Der Hafen-Basstölpel
Der Hafen-Basstölpel

Besonders kurios ist außerdem der einsame Basstölpel, der offenbar besonders enge Freundschaft mit einer Stromsäule am Hafen geschlossen hat und diese bei Annäherung auch energisch verteidigt.

Da die Wettervorhersage nicht so einladend ist (Starkwind, Regenschauer, Windböen), beschließen wir auch einen zweiten Tag zu bleiben, um dann ganz ausgeruht Richtung Öland aufzubrechen.

Übrigens: einen Geldautomaten gibt es auf der Insel nicht, also sollte man nicht ohne dänische Kronen kommen. Hafengebühren und eine Duschkarte kann man aber immerhin an einem Automaten auch mit Plastikgeld bezahlen.

Aufbruch – Papenburg bis Kiel-Holtenau (01.-06.05.)

Endlich ist es soweit, unser lange geplanter und ersehnter Ostseeurlaub beginnt! Die letzten Wochen waren noch einmal besonders hektisch, denn wir wollen mit einem Boot los, das möglichst wenig Ähnlichkeit mit einer Baustelle haben soll.

Am 1. Mai geht es (tidenbedingt) am frühen Nachmittag los bei nicht allzu frühlingshaften Bedingungen; pünktlich zum Aufbruch wird das Wetter natürlich schlechter nach einigen Wochen bei lauen Temperaturen und schönstem Sonnenschein.

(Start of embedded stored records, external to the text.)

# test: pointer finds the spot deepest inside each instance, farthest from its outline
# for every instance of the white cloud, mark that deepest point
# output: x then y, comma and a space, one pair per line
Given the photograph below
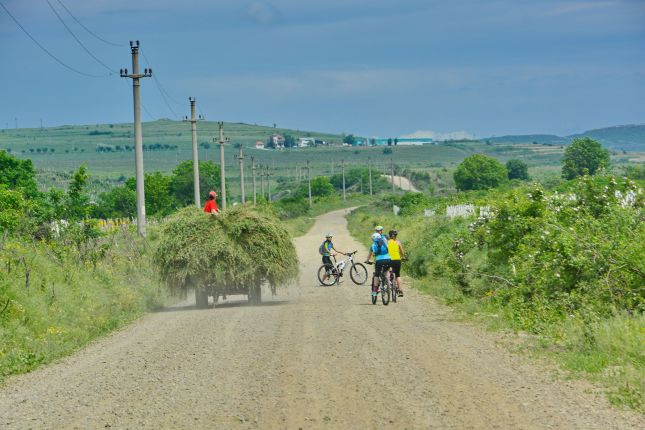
262, 13
580, 6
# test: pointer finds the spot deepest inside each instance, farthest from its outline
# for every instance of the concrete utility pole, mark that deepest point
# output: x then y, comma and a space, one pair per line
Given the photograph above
266, 175
138, 139
343, 170
309, 181
392, 172
193, 127
369, 168
255, 199
222, 175
261, 181
240, 157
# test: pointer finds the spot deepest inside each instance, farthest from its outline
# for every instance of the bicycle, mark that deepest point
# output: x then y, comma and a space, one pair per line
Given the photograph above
395, 286
384, 287
329, 276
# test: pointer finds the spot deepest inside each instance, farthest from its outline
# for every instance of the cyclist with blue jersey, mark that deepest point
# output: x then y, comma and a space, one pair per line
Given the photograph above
380, 252
327, 250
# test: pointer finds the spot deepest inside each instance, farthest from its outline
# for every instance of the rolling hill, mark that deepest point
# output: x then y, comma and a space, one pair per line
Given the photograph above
629, 138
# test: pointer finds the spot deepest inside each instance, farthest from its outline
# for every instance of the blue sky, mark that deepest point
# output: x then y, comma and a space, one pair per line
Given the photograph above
372, 68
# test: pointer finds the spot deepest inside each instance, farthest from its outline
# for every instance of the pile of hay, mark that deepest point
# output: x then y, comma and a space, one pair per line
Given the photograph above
237, 249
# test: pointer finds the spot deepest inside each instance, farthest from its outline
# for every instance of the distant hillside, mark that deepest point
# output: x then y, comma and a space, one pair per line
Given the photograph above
545, 139
623, 137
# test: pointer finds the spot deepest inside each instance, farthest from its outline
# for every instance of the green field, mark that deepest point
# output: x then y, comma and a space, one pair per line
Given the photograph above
57, 151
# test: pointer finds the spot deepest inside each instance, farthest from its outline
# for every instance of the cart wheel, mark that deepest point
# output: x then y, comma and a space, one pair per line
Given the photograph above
201, 298
255, 295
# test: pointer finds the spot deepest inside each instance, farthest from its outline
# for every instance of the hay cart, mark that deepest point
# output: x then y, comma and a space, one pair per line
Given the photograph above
234, 253
253, 293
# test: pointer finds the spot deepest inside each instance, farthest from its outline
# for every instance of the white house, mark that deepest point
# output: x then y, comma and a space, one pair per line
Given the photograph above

Nun aber bibbern wir ganz ordentlich – aber so ist das mit dem Wetter eben, man nimmt was man kriegt.

2014_Sommer_003
Immerhin ist das Wetter an diesem Tag schön und der Borkumer Leuchtturm sieht vor blauem Himmel prächtig aus

Immerhin haben wir Wind aus NO, so kann man emsabwärts sogar die Segel setzen und nach guten 7 Stunden erreichen wir Borkum und machen im Schutzhafen fest. Da der Wind am folgenden Tag aus der ganz falschen Richtung weht, bleiben wir einen Tag auf Borkum und erkunden die Insel.

Die Orion rauscht durch das Wasser bei knackigem (und kaltem) Wind

Am nächsten Tag aber, ganz früh schon (um halb 7) brechen wir Richtung Helgoland auf, denn sonst ist der lange Schlag kaum zu schaffen. Wind weht ganz ordentlich und auch aus einer brauchbaren Richtung, so dass wir den größten Teil der Strecke unter Segeln am Wind zurücklegen können; bis auf die letzten Stunden, da muss der Motor mitschieben, wenn wir es bis zum Abend noch schaffen wollen. So kommen wir nach 14 Stunden durchgefroren und ziemlich erschlagen an, aber Hauptsache wir sind da! Von Helgoland ist es fast nur noch ein Katzensprung in die Elbe und der Nord-Ostsee-Kanal ruft.

Der nächste Tag ist dann spannend: wir haben vor, heute in den NOK einzuschleusen. Schon die Fahrt über die Elbe bei starkem Strom und ebenso starker Berufsschifffahrt ist nicht ohne, doch immerhin sind wir dank Flutstrom schon vor der geplanten Zeit vor der Schleuse Brunsbüttel.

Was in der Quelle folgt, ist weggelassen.